Calculating the ratio of the peak area of all pentoses to the total monosaccharide peak area (calculating all endogenous saccharides, when exogenous reducing sugar is added, subtracting the content, and calculating the total monosaccharide content of all pentoses)
7) Evaluation of flavor of rice bran containing rice bran glycoprotein by water-soluble extraction:
the prepared rice bran water-soluble substance was subjected to flavor evaluation and text description by 10 experienced scorers (5 men and 5 women). After a round of text description, more sweet and burnt flavors, rice flavor, milk flavor and overall flavor are selected from the sample, and the taste of the rice bran aqueous solution is further subjected to sensory evaluation and scoring.

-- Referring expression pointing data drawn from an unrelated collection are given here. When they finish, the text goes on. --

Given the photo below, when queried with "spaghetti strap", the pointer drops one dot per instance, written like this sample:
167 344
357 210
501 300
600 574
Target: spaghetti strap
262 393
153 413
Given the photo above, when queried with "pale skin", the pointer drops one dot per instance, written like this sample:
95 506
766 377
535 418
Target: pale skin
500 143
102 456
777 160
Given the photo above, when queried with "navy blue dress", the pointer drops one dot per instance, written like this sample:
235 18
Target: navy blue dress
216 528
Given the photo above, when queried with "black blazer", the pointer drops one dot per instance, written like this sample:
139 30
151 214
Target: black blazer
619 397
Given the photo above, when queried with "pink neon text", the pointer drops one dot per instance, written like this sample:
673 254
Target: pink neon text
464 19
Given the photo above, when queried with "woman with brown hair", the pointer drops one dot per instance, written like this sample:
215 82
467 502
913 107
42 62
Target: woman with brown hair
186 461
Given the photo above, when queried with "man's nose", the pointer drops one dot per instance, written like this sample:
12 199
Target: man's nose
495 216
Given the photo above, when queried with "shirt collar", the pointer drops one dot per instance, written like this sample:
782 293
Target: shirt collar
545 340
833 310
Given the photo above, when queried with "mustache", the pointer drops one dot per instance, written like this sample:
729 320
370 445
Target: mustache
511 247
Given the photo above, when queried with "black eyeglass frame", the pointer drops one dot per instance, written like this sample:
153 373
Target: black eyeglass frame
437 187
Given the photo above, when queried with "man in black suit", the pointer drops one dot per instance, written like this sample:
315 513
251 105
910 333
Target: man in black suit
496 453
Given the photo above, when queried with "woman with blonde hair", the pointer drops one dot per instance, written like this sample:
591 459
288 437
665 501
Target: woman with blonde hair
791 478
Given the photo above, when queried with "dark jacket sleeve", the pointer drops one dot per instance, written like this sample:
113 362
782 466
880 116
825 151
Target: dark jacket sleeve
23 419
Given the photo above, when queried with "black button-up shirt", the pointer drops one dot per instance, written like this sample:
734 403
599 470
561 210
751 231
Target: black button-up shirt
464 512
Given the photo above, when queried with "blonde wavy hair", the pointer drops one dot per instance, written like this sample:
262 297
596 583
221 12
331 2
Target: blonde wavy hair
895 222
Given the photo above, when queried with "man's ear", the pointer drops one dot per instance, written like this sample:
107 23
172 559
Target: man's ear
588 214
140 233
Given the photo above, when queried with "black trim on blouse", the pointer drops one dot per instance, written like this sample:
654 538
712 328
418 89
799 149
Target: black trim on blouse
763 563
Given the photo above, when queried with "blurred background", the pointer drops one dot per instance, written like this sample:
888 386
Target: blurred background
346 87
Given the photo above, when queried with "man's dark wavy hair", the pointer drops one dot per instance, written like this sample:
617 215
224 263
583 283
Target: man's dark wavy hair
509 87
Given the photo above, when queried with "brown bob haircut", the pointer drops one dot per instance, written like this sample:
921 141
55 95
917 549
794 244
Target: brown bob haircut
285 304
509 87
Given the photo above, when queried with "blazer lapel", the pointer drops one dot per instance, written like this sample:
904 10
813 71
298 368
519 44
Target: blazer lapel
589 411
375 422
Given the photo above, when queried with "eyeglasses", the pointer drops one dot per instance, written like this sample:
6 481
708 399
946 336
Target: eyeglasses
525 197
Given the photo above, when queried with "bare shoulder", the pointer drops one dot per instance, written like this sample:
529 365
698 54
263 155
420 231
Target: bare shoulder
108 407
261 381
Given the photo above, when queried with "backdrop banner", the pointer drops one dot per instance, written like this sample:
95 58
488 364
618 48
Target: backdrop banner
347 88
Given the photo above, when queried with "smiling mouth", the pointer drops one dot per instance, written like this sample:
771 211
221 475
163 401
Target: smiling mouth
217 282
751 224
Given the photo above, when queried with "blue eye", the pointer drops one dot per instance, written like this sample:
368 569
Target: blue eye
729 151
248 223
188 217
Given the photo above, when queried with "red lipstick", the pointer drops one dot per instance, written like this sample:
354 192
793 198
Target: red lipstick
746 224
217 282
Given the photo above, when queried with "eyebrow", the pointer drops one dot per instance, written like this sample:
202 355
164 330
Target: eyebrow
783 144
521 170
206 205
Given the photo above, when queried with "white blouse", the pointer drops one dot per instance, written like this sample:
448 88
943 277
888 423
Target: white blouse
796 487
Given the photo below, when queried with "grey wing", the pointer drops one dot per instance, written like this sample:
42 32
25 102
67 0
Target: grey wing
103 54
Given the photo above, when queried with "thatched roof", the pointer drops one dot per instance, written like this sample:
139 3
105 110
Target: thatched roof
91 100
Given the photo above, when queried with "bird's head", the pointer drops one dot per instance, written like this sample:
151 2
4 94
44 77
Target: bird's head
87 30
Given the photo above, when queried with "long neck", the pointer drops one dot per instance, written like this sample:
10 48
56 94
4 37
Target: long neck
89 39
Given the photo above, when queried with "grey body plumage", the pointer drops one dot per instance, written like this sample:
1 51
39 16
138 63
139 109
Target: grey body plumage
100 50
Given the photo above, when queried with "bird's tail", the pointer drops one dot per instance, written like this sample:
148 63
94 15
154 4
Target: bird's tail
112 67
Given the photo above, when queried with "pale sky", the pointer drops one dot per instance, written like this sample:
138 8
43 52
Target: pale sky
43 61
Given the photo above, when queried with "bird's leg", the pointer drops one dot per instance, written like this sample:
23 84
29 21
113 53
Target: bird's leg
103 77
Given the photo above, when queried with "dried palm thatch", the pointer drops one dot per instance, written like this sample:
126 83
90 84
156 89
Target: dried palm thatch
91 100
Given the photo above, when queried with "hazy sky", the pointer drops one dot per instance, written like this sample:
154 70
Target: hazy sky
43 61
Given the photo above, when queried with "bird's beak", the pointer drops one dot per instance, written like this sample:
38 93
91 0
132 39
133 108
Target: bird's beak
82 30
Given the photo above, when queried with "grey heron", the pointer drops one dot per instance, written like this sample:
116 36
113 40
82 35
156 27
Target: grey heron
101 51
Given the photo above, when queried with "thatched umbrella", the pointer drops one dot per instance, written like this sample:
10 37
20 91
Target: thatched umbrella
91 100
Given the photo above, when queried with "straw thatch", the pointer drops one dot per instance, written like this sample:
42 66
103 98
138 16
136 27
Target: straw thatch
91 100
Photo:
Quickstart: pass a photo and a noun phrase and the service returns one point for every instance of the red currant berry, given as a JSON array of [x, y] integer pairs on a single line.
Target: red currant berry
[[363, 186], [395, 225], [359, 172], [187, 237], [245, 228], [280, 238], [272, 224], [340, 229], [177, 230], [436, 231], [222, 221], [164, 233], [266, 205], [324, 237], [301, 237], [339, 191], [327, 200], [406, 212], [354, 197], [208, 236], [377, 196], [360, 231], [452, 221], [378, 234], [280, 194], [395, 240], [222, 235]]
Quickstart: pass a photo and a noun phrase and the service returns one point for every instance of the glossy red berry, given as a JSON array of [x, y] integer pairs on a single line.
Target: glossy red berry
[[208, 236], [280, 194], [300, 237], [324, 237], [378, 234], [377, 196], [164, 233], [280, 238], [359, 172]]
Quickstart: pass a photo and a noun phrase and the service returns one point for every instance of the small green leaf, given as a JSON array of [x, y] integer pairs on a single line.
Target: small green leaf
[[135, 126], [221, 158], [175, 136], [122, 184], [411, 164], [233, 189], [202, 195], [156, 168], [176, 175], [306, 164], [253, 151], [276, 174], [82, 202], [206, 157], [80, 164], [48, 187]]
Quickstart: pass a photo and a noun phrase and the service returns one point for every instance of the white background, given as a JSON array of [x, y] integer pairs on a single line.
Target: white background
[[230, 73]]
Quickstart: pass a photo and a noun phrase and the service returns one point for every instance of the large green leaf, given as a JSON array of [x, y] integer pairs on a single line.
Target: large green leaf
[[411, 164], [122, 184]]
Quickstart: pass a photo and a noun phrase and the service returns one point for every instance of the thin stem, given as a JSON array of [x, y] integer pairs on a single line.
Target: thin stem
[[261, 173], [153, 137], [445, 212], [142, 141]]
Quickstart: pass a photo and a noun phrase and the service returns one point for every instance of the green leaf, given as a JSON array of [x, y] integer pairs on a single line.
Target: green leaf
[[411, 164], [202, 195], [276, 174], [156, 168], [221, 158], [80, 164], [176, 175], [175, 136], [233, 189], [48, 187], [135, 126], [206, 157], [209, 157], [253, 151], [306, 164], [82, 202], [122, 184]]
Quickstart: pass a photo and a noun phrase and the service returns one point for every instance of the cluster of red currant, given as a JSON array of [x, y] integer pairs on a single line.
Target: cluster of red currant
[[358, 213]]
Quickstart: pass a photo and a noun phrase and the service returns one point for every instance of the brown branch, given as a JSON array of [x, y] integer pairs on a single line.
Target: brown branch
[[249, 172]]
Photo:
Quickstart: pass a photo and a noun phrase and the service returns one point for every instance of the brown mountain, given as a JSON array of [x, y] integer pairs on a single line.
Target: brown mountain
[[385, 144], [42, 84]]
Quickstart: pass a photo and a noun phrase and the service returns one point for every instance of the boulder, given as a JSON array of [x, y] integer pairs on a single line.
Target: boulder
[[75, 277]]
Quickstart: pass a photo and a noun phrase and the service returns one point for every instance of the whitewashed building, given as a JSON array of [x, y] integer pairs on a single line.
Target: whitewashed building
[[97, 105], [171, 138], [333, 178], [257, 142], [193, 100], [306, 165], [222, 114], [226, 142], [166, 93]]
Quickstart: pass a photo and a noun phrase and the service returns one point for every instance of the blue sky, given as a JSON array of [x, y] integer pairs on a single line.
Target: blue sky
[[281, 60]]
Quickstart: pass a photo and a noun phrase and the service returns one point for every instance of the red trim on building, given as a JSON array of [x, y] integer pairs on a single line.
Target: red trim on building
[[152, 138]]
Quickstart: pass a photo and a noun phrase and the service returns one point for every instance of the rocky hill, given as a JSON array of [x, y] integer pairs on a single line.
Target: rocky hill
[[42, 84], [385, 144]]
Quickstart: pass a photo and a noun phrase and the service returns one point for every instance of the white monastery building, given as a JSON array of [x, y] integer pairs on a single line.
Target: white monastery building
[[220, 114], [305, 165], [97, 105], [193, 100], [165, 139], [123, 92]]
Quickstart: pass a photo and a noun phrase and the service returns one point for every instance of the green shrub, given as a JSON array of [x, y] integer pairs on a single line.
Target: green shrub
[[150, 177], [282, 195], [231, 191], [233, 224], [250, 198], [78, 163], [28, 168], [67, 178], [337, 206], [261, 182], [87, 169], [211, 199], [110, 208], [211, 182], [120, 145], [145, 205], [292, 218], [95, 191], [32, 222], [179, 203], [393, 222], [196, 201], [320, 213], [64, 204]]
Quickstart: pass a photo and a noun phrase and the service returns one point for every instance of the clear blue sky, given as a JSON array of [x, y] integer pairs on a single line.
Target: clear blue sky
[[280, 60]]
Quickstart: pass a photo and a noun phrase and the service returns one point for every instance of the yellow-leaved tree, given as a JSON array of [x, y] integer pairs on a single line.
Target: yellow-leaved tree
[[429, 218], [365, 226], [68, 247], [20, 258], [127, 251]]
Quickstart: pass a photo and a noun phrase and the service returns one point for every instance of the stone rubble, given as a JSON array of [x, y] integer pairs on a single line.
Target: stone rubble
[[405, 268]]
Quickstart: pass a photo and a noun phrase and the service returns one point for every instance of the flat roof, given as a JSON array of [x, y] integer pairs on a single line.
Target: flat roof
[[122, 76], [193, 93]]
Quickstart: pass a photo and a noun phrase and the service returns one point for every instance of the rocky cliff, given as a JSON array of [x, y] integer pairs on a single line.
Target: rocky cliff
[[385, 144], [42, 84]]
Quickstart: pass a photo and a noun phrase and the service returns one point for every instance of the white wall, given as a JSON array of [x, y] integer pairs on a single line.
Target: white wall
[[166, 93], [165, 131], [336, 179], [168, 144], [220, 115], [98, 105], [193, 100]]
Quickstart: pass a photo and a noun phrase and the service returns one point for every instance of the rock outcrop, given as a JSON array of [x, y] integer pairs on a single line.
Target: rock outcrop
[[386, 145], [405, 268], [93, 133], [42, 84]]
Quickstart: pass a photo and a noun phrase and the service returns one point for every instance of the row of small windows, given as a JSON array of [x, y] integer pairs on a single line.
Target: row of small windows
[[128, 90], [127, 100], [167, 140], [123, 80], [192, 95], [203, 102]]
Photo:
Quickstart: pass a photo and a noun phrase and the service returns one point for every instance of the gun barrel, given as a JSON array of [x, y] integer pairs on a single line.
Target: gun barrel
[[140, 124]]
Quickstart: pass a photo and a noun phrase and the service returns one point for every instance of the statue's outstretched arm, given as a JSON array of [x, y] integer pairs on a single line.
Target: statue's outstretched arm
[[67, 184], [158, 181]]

Evaluation standard of rice bran water-soluble extract
Influence of non-protease
Example 1:
weighing 50g of defatted rice bran with the particle size of 100 mu m into an erlenmeyer flask, adding 400g of deionized water, stirring for 10min to obtain a rice bran suspension, placing the sample in a 90 ℃ water bath shaker, adding 0.5% high-temperature amylase, reacting for 20min, then cooling to 55 ℃, adjusting the suspension to the pH of 4, further adding 0.5% viscozyme and 0.5% phytase, and reacting for 2h to obtain the rice bran suspension. Adjusting the pH value of the suspension to 8.5, then transferring the suspension into a hydrothermal kettle, heating to 115 ℃, reacting for 2 hours, cooling, centrifuging, collecting supernatant, and freeze-drying to obtain a product E1.
Example 2:
weighing 50g of defatted rice bran with the particle size of 100 mu m into an erlenmeyer flask, adding 300g of deionized water, stirring for 10min to obtain a rice bran suspension, placing the sample in a 90 ℃ water bath shaker, adding 0.1% high-temperature amylase, reacting for 20min, then cooling to 55 ℃, adjusting the suspension to the pH of 4, further adding 0.1% viscozyme and 0.1% phytase, and reacting for 2h to obtain the rice bran suspension. Adjusting the pH value of the suspension to 8.5, then transferring the suspension into a hydrothermal kettle, heating to 115 ℃, reacting for 2 hours, cooling, centrifuging, collecting supernatant, and freeze-drying to obtain a product E2.
Example 3:
weighing 50g of defatted rice bran with the particle size of 100 mu m into an erlenmeyer flask, adding 900g of deionized water, stirring for 10min to obtain a rice bran suspension, placing the sample in a 90 ℃ water bath shaker, adding 0.3% of high-temperature amylase, reacting for 20min, then cooling to 55 ℃, adjusting the suspension to the pH of 4, further adding 0.3% of viscozyme and 0.3% of phytase, and reacting for 2h to obtain the rice bran suspension. Adjusting the pH value of the suspension to 8.5, then transferring the suspension into a hydrothermal kettle, heating to 115 ℃, reacting for 2 hours, cooling, centrifuging, collecting supernatant, and freeze-drying to obtain a product E3.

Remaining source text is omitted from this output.